There is a great deal of hand-wringing going on behind the scenes in our eventing organizations and committees about “Where Is Eventing Going?” Silverbacks who are mentally stuck in another century are asking, “Can this sport be saved?” In my opinion, however, we are well past this stage. We need to take a deep breath, figure out the ramifications of the changes we’ve already made and evaluate where we are now. Once we do this, we can get an idea of where to go next.
Yogi Berra once said, “When you come to a fork in the road … take it.” It seems to me that we took this particular fork without knowing it was there, and we now have to deal with the results of having created a two-track sport. I have written extensively about the Classic event. Always a big fan of this format, I am possibly an even bigger fan now that eventing’s dichotomy is more apparent. But I want to devote this column to the professionalization of the FEI (International Equestrian Federation) levels and what that means for us going forward.
Most of us have noticed the two-track system that is developing in the sport of eventing. The FEI levels of the sport—three- and four-star events—are moving farther and farther away from the vast majority of riders, while at the same time the grass roots of the sport are aiming their competitive efforts at the Preliminary (one-star) levels and below.

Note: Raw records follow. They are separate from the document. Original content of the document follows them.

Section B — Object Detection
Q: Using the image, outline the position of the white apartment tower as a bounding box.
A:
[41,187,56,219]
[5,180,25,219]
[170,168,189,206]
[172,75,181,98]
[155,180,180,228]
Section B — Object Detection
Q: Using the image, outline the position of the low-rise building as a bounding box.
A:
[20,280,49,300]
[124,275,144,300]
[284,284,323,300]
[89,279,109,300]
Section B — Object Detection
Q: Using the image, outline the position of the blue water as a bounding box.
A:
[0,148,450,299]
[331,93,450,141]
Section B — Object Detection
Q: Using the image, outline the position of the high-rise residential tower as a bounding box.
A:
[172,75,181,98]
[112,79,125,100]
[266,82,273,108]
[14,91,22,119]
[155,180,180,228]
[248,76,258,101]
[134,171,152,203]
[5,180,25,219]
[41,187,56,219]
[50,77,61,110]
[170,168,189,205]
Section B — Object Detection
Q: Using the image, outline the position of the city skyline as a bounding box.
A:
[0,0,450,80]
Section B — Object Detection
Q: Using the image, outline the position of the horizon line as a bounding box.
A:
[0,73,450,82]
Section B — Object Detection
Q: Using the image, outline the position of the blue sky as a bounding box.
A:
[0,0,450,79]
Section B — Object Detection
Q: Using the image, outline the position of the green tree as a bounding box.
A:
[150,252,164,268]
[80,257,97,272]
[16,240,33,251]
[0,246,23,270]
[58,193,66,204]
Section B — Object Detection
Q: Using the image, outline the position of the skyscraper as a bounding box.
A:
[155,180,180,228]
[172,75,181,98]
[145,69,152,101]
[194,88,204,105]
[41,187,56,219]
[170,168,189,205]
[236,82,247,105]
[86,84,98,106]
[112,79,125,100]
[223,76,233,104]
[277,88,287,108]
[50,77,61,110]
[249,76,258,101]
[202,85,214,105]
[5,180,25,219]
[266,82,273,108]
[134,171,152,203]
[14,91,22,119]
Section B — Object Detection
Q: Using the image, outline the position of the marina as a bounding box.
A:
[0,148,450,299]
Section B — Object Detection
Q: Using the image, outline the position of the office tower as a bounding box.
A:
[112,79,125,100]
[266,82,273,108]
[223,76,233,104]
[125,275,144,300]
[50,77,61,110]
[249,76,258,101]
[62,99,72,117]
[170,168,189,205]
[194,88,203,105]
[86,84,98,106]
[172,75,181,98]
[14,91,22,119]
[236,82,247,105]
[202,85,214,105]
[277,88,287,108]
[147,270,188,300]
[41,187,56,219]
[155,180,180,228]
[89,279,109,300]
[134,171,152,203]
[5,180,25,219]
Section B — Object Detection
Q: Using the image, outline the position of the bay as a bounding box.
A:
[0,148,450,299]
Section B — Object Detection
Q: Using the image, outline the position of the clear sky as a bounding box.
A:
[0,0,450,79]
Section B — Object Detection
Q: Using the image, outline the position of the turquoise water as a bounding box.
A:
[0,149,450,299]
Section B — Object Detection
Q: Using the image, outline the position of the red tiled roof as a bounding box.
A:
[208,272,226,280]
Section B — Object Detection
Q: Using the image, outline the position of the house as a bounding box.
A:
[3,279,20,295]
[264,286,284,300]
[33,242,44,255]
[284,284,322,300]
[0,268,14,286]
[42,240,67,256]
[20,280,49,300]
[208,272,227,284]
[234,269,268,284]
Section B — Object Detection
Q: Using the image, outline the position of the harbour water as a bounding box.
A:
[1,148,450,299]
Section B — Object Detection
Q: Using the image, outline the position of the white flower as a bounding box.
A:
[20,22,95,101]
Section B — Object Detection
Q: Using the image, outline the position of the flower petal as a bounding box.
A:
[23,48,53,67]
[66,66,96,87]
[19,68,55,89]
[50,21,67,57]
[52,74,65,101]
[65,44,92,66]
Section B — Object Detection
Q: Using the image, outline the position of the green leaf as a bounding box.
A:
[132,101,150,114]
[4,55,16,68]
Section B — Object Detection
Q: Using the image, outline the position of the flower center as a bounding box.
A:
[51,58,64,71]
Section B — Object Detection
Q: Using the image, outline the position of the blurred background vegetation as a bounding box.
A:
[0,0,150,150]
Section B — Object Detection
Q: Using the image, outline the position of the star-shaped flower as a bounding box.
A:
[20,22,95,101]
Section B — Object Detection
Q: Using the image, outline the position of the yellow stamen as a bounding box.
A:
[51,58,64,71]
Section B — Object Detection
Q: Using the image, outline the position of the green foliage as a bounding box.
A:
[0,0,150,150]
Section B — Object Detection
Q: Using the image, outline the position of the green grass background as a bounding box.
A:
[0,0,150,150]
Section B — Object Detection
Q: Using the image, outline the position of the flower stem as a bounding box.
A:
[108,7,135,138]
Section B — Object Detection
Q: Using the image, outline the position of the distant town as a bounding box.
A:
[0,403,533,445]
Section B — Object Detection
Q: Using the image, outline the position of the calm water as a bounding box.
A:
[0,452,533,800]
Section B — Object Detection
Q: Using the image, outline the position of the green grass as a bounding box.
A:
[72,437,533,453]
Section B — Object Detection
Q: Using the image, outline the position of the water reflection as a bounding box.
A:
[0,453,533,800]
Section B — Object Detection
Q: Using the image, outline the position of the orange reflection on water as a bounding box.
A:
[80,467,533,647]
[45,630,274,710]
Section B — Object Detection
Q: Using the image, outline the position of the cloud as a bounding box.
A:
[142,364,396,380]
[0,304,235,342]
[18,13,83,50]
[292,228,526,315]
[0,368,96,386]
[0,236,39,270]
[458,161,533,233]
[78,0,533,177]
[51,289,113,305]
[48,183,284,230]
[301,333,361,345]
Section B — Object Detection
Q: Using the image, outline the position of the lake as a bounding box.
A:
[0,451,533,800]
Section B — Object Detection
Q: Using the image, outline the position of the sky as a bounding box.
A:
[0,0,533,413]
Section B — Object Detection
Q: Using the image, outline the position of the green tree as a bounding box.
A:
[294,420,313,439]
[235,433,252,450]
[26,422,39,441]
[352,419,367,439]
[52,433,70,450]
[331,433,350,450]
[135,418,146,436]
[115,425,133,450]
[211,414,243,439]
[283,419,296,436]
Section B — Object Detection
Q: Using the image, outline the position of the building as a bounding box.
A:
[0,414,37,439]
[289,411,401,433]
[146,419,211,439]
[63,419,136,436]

First track, half-star and one-star Classics: Our general US Eventing Association membership is showing an increasing interest in the series of Training and Preliminary Classic events (long format with steeplechase) that are now available across the country. The numbers—both of Classic events available and of entries—are showing a healthy interest in this format.
Second track, “professional” eventing: The entry numbers for eventing’s FEI levels are healthy as well, but those upper levels are now almost exclusively the territory of professional riders or of riders seeking to become professionals.

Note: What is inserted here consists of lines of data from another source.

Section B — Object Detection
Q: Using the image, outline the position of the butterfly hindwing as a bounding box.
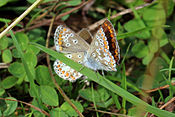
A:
[53,59,82,82]
[87,20,120,71]
[54,25,89,53]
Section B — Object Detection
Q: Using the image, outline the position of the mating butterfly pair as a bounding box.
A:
[54,20,120,82]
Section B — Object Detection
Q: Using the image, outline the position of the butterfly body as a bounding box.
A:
[54,20,120,82]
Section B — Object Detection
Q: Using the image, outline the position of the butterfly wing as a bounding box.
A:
[78,28,93,44]
[53,59,82,82]
[85,20,120,71]
[53,25,91,82]
[54,25,89,53]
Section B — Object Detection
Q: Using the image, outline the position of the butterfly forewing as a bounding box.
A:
[87,20,120,71]
[53,59,82,82]
[54,25,89,53]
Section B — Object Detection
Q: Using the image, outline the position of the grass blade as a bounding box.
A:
[33,43,175,117]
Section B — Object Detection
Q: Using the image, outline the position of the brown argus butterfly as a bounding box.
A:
[54,20,120,82]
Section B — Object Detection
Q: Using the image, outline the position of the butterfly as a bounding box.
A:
[53,20,120,82]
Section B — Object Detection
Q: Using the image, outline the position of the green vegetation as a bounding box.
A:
[0,0,175,117]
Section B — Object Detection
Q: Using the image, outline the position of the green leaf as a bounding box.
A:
[143,2,166,26]
[60,100,84,117]
[79,88,110,102]
[66,0,81,6]
[36,65,53,86]
[24,52,37,67]
[2,49,12,63]
[1,76,18,89]
[40,85,58,106]
[0,36,8,50]
[26,44,40,55]
[148,38,159,53]
[132,41,148,58]
[124,19,150,39]
[0,0,8,7]
[161,0,174,17]
[0,88,5,96]
[15,32,29,51]
[3,97,18,116]
[12,48,20,58]
[8,62,25,78]
[50,108,68,117]
[142,52,154,65]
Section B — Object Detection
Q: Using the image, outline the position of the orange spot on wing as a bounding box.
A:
[66,73,69,77]
[70,75,75,80]
[58,41,63,45]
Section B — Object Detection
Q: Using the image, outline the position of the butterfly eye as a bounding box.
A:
[66,43,71,47]
[100,43,104,46]
[95,41,98,46]
[78,61,82,64]
[72,40,78,44]
[78,55,82,58]
[66,54,72,58]
[99,39,103,43]
[62,63,65,66]
[95,58,99,62]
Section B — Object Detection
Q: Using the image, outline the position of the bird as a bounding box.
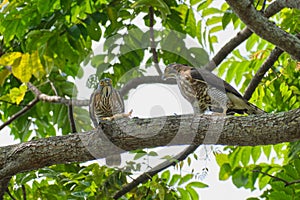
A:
[163,63,265,115]
[89,78,124,127]
[89,78,126,166]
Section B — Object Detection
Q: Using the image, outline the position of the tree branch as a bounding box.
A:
[113,145,199,199]
[244,47,283,100]
[149,6,162,76]
[205,0,299,71]
[0,98,39,130]
[68,105,77,133]
[0,109,300,197]
[226,0,300,61]
[253,170,300,187]
[27,83,89,106]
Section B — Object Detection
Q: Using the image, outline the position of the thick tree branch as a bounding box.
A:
[113,145,199,199]
[0,98,39,130]
[244,47,283,100]
[0,109,300,196]
[205,0,299,71]
[253,170,300,187]
[226,0,300,61]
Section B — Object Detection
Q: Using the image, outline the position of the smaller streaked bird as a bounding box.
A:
[89,78,132,166]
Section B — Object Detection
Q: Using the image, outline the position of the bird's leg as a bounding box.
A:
[102,110,133,121]
[212,108,227,117]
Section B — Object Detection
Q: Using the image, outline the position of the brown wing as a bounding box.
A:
[89,92,98,127]
[112,89,125,114]
[191,68,243,98]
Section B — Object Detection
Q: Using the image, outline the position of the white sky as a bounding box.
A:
[0,1,261,200]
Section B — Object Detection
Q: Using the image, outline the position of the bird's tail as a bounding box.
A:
[246,102,266,115]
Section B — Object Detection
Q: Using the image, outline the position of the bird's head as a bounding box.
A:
[162,63,191,80]
[98,78,113,97]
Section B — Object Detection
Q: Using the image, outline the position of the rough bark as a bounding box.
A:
[0,109,300,197]
[226,0,300,61]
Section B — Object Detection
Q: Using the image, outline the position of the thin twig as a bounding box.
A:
[6,189,16,200]
[244,47,283,100]
[113,145,199,199]
[0,97,39,130]
[68,104,77,133]
[205,0,297,71]
[27,83,89,106]
[149,6,162,75]
[253,170,300,187]
[119,76,176,96]
[253,170,289,185]
[22,185,27,200]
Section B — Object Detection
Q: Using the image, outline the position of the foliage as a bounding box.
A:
[0,0,300,199]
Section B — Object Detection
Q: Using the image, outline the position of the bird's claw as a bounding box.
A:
[101,109,133,121]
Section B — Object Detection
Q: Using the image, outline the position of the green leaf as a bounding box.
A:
[177,188,191,200]
[37,0,51,15]
[232,168,249,188]
[262,145,272,159]
[0,85,27,105]
[131,0,171,19]
[219,163,231,181]
[240,147,252,166]
[215,153,229,167]
[133,150,147,160]
[161,170,171,182]
[178,174,194,185]
[186,181,208,188]
[148,151,158,156]
[85,16,102,41]
[251,146,261,163]
[186,187,199,200]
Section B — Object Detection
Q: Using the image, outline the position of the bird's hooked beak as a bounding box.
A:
[161,66,177,80]
[100,79,112,98]
[102,85,112,98]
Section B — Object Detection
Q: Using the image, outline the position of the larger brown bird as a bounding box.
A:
[89,78,124,166]
[163,64,265,114]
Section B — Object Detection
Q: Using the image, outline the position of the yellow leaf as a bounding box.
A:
[0,69,10,86]
[30,51,46,79]
[0,0,9,9]
[0,52,22,66]
[12,53,32,83]
[9,84,27,105]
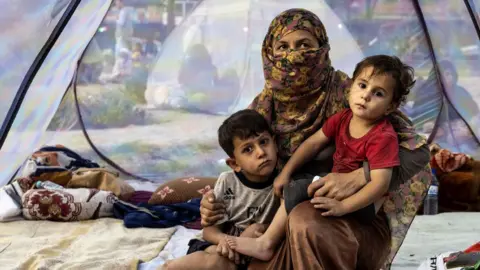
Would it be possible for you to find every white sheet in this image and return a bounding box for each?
[138,226,201,270]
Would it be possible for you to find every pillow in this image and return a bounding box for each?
[66,168,135,201]
[148,177,217,205]
[22,188,117,221]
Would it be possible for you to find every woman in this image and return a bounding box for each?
[201,9,431,269]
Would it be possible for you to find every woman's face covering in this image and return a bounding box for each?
[273,30,320,56]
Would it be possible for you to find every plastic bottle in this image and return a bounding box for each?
[423,169,438,215]
[35,181,63,189]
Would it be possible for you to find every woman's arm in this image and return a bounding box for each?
[281,129,329,178]
[311,168,392,216]
[341,168,392,214]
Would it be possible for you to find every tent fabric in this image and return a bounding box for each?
[0,0,480,185]
[0,0,110,184]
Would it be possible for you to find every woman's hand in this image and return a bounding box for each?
[308,168,367,201]
[200,191,225,227]
[273,171,290,198]
[310,197,348,217]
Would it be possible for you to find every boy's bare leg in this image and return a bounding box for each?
[227,200,287,261]
[160,245,237,270]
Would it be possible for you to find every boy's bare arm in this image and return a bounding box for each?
[341,168,392,214]
[203,225,226,245]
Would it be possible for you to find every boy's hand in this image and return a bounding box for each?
[217,237,240,264]
[240,223,268,238]
[310,197,348,217]
[273,171,290,198]
[200,191,225,227]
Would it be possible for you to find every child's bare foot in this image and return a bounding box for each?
[226,236,274,261]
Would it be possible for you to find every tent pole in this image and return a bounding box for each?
[0,0,81,149]
[463,0,480,40]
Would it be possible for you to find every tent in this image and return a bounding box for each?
[0,0,480,185]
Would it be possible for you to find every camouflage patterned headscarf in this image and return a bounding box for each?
[249,9,350,162]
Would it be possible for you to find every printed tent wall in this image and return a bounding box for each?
[0,0,480,185]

Goodbye to the “One-Horse Rider” Model
Of course there are exceptions to this professional trend, even at the four-star level. Horses do not read books or columns, and the occasional amateur-owner still catches lightning in a bottle when her horse somehow intuits how the game is played and away she goes to the top. It is wonderful when this happens, and it always catches the public imagination. Probably the best example of catching lightning in a bottle is that of Mary Anne Tauskey and her horse Marcus Aurelius. In 1974, Mary Anne was a waitress at the hotel where the US Equestrian Team squad lodged before the World Championships at Burghley, England. At the time she was just a kid who did not have two nickels to rub together. But she had a nice Intermediate horse and a dream, and two years later she won a gold medal, riding for the US Olympic team in Montreal.
However, one rider on one horse is not the paradigm these days, a big change from the one-horse rider model we used for the sport in the last century.
The New Eventing Professional
The first thing you should notice about modern professional riders is how well they ride compared to riders of my era. There is no doubt that the FEI’s increasing emphasis on the technical phases of dressage and show jumping has produced riders who compete at an admirable standard. (Their cross-country and horsemanship skills are slightly less than in years past, but they should not be criticized for adhering to the skill-set requirements of their competitive levels.) One can certainly make the argument that this increased technical proficiency results, in great part, from the increased professionalization of the sport.
The next thing we notice about this new career track is the duration and intensity of these new professionals’ training. It now takes an incredible length of time to make it to the top with skills in all three disciplines honed to razor sharpness.
Jack LeGoff, the legendary Hall of Fame trainer of USET teams, used to say that it took four years to take a rider from Preliminary to CCI***. Nowadays, you can forget that. It typically takes a rider about six years to get from Preliminary to Advanced. Naturally, she will be climbing the rungs of the relentless FEI qualification ladder all this time and will have had extensive FEI experience at the one- and two-star levels. However, four-star competition is usually a shock to these young riders. (Young! By the time they get to this level most of them are 25 or 26 years old!)
Four-star competitions are the pinnacle of the modern professional career path, thus the vast majority of riders at this level are well beyond “capable” and are moving on toward “excellent.” It can be demoralizing to a young rider to finally arrive at the four-star level after six to 10 years of training, only to find that she is once again the “worst” rider there; most of the professional riders at the four-star level exceeded “very good” years ago.